The recent outbreak of COVID-19 impacted human society with serious challenges. An early detection of COVID-19 patients yield to a significance prevention of the disease spreading. This study introduced DF-COVID-19 a coronavirus classification model that helps in COVID-19 diagnosis. There are several advantages in the proposed model one of them is a low computational cost when training data. In fact, deep forest based model requires a lower training stage complexity than a deep learning approach. In addition, the input of DF-COVID-19 is routine blood tests which are reasonable and prompt. Hence, the proposed model is considered affordable for low-income countries. Another advantage is DF-COVID-19 could be utilized as a reliable COVID-19 diagnosis model because the experimental results imply that the features selection of a deep forest based model enhances the model ability to diagnose COVID-19.
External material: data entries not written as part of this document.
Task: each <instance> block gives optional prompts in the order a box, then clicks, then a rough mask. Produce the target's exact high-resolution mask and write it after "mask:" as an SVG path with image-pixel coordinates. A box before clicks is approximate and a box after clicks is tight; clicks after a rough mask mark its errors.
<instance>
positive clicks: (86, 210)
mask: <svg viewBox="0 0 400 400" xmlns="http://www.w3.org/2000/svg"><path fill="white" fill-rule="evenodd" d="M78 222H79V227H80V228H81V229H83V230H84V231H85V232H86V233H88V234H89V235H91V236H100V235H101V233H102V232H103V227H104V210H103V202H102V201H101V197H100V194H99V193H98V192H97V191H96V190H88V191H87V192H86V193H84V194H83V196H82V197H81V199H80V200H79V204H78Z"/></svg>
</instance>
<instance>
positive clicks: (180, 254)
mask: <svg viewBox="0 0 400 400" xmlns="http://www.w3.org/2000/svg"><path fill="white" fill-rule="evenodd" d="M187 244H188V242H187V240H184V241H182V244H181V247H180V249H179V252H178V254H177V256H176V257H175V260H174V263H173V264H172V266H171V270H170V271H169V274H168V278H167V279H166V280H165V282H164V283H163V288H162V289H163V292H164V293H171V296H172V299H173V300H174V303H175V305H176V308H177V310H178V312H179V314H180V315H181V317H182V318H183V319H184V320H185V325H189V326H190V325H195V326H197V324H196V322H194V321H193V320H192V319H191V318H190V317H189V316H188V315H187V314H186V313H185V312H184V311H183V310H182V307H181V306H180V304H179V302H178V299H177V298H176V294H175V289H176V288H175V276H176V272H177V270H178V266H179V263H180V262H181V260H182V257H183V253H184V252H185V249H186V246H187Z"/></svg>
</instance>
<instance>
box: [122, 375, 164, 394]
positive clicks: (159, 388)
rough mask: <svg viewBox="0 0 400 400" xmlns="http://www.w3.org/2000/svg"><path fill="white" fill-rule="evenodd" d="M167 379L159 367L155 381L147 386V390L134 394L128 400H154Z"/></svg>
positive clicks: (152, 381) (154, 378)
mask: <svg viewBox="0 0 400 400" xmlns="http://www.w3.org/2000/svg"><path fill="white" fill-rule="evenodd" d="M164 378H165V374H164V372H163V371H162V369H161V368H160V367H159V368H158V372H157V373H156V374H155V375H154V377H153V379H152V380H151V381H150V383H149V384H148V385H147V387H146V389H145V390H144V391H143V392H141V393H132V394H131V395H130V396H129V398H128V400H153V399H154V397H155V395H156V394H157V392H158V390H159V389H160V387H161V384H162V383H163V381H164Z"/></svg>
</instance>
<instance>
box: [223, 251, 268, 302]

Although DF-COVID-19 achieves a competitive performance in COVID-19 classification, it has several limitations. First, DF-COVID-19 model is only able to predict COVID-19 diagnosis: whether it is positive or negative. Actually, more COVID-19 classification tasks are needed to be classified such as COVID-19 severeness detection, predict the need for intensive care unit (ICU) admission, and COVID-19 fatalities prediction. The second limitation is the size of the dataset used which is relatively small, this may limit the performance of the model. To overcome this limitation, a bigger dataset with more number of patients is recommended to be used to train and test the proposed model. Another limitation is the lack of dataset diversity, even though two different datasets are used in the current study, however the model generalizability have to be increased by utilizing more datasets. In addition, the model needs to be explored further including checking its ability to work on extremely imbalance dataset.

Conclusions

The COVID-19 infection rate is still growing rapidly and continues to pose a dangerous threat to global health. Early catching of COVID-19 patients is crucial to combat the disease. However, PCR-based testing has bottlenecks in capacity and in scalability. In this article, a deep ensemble framework based on DF was exploited using routine laboratory and/or clinical data for fast screening of COVID-19 patients in hospital settings where PCR testing is scarce. In the proposed DF-based model, extra trees, XGBoost, and LightGBM were selected as the basic forests in each layer to improve the diversity to enhance performance. The training process is quick as it only has a few hyper-parameters to tune and does not require backpropagation and gradient adjusted, as compared with deep neural networks models. Experimental results showed that this DF-model has superior performance on COVID-19 diagnosis in comparison with existing state-of-the-art machine learning methods using information from two publicly available datasets. While computational methods come with their own limitations, application of this DF-based model would allow clinicians to have a quantifiable pre-test probability of COVID-19 cases, which can facilitate management, prognostication, and resource allocation. For the future work, we plan to extend the DF-based model to predict progression to severe COVID-19, respiratory insufficiency, need for ICU-level care, etc. in order to instruct more prompt management based on the availability of the dataset. In addition, the structure of the proposed model will be improved by including multi-grained scanning.